JavaScript License Web Labels

If you are a webmaster deploying minified JavaScript on a site, here's a method for stating their licenses and source code locations without altering the minified files themselves. It's especially helpful in cases where the JavaScript is under one of the GNU licenses, but does not include the additional permission proposed in Section 3.2 of Setting Your JavaScript Free, by Loic Duros.

The JavaScript license web labels method is meant for files of minified JavaScript code. This method complies with the relevant conditions in the GNU software licenses, and it enables LibreJS to confirm the correctness of the information on a site.

Using web labels presumes that the corresponding JavaScript source files carry license notices that properly release them under a free license. The compiled code isn't free unless its source code is, and indicating the license is essential for proper release of free source code. If you haven't done that, you should do that first.

You can use web labels on non-minified JavaScript files too, to indicate their licenses in a way a program can recognize; but these are source files, so please don't fail to give them human-readable license notices. Omitting those notices creates uncertainty about these files legal status.

The web labels method is not applicable to inline JavaScript included directly in HTML pages—their license information should be stated directly in those pages.
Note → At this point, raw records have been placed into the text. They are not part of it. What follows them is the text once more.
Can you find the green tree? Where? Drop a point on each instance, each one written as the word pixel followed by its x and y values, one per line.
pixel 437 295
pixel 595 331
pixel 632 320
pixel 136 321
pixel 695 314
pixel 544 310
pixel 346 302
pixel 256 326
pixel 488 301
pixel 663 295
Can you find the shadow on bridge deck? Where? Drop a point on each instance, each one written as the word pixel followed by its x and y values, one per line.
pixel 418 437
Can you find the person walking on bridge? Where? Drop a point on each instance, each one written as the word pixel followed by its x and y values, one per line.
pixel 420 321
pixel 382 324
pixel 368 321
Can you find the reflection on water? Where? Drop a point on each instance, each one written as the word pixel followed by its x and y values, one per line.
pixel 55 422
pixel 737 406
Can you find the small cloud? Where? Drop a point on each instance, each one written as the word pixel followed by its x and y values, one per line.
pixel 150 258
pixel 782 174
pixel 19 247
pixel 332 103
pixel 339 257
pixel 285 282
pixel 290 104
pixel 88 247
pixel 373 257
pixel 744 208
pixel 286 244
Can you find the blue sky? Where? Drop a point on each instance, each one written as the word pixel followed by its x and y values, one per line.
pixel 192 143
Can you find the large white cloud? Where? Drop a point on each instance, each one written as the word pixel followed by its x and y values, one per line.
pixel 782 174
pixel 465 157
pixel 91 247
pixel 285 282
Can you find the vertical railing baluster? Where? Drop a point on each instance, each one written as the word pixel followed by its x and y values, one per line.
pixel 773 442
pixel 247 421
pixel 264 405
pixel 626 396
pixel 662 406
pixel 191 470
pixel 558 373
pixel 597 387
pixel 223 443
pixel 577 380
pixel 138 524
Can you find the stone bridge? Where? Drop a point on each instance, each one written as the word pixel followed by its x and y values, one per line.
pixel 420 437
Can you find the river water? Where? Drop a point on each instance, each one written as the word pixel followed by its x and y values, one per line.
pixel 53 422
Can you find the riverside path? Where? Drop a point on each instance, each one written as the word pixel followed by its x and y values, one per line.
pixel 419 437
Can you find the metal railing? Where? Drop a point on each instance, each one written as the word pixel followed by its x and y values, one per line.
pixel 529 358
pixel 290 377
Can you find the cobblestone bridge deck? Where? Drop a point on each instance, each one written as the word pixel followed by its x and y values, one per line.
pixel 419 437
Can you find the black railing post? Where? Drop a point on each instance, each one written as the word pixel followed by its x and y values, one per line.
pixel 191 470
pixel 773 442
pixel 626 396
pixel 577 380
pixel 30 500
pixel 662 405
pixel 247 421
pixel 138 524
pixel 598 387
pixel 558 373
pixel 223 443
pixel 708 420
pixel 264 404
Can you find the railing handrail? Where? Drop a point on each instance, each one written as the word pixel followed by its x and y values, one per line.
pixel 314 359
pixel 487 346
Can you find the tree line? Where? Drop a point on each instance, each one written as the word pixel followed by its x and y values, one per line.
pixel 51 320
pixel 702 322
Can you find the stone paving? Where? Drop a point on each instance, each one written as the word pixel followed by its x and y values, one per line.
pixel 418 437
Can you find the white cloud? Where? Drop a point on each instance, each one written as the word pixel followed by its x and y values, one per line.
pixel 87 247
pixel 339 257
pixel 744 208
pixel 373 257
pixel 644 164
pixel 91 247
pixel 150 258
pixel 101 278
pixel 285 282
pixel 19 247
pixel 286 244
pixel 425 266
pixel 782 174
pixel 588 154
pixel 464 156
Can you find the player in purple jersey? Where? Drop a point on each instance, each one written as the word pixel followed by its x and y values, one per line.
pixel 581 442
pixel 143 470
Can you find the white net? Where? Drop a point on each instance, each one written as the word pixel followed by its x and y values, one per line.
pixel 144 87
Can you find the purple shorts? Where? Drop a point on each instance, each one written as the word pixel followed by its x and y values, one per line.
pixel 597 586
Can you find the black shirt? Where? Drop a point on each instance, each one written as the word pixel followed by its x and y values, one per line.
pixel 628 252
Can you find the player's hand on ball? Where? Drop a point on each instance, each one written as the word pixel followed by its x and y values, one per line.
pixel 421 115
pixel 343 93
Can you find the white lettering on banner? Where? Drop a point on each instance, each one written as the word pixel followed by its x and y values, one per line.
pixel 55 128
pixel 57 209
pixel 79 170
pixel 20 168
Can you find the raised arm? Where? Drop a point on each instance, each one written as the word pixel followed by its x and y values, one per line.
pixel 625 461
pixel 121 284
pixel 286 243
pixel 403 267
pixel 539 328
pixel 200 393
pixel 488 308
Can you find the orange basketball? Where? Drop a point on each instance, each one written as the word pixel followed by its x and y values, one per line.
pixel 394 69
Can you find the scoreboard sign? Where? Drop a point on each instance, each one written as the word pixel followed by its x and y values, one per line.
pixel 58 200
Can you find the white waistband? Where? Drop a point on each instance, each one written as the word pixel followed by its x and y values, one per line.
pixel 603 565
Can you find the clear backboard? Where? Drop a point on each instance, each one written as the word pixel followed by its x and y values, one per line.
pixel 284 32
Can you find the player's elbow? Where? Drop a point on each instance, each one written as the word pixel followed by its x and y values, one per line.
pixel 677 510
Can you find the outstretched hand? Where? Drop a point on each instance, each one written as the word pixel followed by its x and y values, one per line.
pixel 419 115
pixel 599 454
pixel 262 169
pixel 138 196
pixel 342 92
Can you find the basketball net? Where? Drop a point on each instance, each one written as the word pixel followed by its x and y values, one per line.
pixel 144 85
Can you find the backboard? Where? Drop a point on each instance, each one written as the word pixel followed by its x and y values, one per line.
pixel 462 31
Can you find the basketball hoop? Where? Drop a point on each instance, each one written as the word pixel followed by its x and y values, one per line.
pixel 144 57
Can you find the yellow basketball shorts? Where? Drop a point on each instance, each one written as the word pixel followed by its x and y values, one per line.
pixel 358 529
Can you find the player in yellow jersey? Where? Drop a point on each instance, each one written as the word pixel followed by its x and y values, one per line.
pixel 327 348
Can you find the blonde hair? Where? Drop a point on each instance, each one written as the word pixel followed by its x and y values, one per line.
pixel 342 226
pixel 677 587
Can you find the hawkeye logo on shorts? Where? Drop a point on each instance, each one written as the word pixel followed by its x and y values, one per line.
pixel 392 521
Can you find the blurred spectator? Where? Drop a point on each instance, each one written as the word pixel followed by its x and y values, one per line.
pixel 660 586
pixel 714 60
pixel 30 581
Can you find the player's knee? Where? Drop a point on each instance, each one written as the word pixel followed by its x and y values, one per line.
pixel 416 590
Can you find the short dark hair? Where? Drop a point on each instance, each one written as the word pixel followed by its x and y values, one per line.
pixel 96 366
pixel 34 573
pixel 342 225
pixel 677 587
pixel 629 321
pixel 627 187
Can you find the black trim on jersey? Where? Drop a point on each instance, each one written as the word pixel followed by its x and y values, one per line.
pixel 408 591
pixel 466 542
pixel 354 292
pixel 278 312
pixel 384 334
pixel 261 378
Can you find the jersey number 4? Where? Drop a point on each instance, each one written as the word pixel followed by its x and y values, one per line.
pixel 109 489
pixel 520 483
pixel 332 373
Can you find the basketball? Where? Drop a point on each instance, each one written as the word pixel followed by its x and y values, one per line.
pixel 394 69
For more explanation of why we designed this format, see the rationale.

Writing the labels page

Add a page for JavaScript license web labels to your site. You can use whatever path or filename is most convenient for you; others will find it through links. The page must include one table marked with the attribute id="jslicense-labels1". This name lets automated tools find the table easily, and tells them what format to expect. Each row of this table will contain three cells, providing information about a standalone JavaScript file used on the site, its license, and how visitors can obtain its source code.

The first cell of each row names a JavaScript file used by the site. The cell must contain an anchor tag that links to that file, just as script tags throughout the site do.

The second cell provides information about the license of this JavaScript file. The cell must contain an anchor tag whose link refers to the full license text, and whose text provides the license's full name, and if the license has multiple versions, the version number and whether or not the file is licensed under later versions of the license. Good license identifiers and their associated links are:

The third cell provides a link to the JavaScript's source code. The source code file can be a single, unminified JavaScript file, a .tar.gz archive, or a .zip archive. If a source archive includes multiple JavaScript files, the archive must include a file named 00-INDEX that lists the order in which individual source files should be concatenated to produce a single file that's equivalent to what's hosted on the site. If the JavaScript as it's served from the site, and linked from the first cell, is already in source code form, link to the same URL again in this cell.

Below is an example table for illustration. This site just uses one JavaScript file: a minified version of jQuery 1.7, distributed under the Expat license. The table lists the file with corresponding license information and a link to full source code:

<table id="jslicense-labels1">

<td><a href="/js/jquery-1.7.min.js">jquery-1.7.min.js</a></td>

<td><a href="">Expat</a></td>

<td><a href="/js/jquery-1.7.tar.gz">jquery-1.7.tar.gz</a></td>


This page may include other text and markup, including your site's normal layout and navigation tools, but the table must be displayed prominently on it.

Links to the labels page

On each page that uses JavaScript, include a link that points to the labels page described above. Mark this link with the attribute rel="jslicense", so that automated tools can find it. For example, your final link might look like this:

<a href="/about/javascript" rel="jslicense">JavaScript license information</a>

This link can be small, but it should be clearly visible to people who visit your site.


If you do these things, you will comply with the relevant conditions in the GNU software licenses, such as the GNU General Public License. They should also suffice to comply with many other free software licenses, but we can't say with certainty that they will comply with all of them. As always, please make sure you understand and follow the license conditions of any free software you distribute.